Unfortunately, Corai, it's planned.
I think considered would be more accurate...
Capntastic: What are your plans to make adventure mode more accessible?
Toady: [snip] ..... So there's the idea of how can you improve character generation, just in general, and also how than to make the game entirely take care of all of the accessibility problems that don't have anything to do with graphics and the general interface, that kind of thing, but just the game itself. So the idea is to have some additional options and the main one would be ... you've got a character who - currently you just create them and they're this outsider who doesn't really belong to the world at all, they might belong to the overall civilization that you've selected for them, but they don't meaningfully tie into that, they don't have a parent in that civilization, they don't have any friends in that civilization, they don't know anybody in that civilization - so one of the ideas for a mode of character generation would be a scenario-driven thing.
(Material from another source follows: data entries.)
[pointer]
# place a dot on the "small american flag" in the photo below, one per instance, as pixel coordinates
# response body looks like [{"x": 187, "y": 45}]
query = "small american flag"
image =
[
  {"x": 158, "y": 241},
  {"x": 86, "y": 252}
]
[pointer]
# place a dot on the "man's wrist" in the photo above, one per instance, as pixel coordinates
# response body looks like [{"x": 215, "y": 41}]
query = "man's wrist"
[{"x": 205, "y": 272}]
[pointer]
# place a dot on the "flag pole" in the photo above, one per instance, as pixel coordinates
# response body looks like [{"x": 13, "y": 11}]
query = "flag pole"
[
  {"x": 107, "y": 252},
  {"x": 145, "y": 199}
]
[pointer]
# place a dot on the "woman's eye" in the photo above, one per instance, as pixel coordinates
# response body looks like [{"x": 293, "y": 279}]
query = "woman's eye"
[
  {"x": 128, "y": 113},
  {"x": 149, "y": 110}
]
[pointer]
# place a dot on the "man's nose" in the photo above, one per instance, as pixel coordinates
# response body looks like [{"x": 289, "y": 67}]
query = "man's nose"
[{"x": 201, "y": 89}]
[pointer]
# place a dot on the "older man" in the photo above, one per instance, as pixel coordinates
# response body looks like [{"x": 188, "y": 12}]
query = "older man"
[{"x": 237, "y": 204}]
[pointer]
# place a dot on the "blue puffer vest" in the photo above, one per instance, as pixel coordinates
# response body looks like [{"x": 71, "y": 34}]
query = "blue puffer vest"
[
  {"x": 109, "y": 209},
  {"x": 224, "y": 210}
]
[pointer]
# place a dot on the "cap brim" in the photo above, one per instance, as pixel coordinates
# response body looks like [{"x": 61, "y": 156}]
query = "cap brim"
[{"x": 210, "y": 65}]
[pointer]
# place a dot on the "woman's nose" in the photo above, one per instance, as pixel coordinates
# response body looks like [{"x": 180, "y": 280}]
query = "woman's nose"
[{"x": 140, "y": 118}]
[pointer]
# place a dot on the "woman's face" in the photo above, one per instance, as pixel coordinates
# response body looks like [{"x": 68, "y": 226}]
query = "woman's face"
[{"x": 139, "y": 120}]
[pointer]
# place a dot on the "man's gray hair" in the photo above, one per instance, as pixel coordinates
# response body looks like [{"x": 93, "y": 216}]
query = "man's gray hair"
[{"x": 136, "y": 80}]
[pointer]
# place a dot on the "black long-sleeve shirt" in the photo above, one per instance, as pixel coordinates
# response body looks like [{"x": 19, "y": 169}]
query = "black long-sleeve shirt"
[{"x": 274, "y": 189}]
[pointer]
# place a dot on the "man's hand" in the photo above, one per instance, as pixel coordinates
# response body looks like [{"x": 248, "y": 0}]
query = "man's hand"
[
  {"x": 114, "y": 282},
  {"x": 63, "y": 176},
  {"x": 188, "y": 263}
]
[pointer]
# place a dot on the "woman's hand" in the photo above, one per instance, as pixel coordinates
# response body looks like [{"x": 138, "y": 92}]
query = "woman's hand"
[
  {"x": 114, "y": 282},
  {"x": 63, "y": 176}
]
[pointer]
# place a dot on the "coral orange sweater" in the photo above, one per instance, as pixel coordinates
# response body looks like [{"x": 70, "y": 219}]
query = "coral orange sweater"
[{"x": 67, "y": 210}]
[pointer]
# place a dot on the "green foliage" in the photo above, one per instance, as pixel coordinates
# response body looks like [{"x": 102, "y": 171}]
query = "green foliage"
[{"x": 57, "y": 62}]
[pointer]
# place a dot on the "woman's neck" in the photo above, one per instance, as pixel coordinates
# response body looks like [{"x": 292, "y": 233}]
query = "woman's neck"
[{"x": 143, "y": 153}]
There are downsides to that sort of stuff, like if you have a Q and A process like the Ultima games or even our own Liberal Crime Squad, the main downside to that I think is that it's a cumbersome way to create a character when you know the questions are just building stats and giving you items, so it just gets really annoying and you have to game the system just to get where you want to get, and it's the same every time. The key difference here is that it really can't be the same every time in Dwarf Fortress because the worlds are all different; it can picks two parent for you and say 'you were born to these two people and you're living in this kind of situation' and then it can have things arise based on just running world generation, just continue world gen from whatever point the game's at.
There's more to the discussion on the
transcript page.
On topic with the points issue...
Yeah, it's kind of silly to have any limitations in such a sandboxy game.
I think it's silly not to have points. There seems to be a general trend in mainstream western games of late to move towards "sandboxing", fewer restrictions on player-character potential and action, because apparently people want to be able to do everything. Perhaps I'm getting too old for new games now, but I like limits and getting (metaphorically) kicked in the teeth every now and then, and not being able to overcome some limits adds to the r/p experience IMO.
(Incidentally I think the same arguments apply to the tileset discussiona few pages back, there are significant merits to working within graphical limits not dissimilar to the way poets work within traditionally defined structural boundaries.)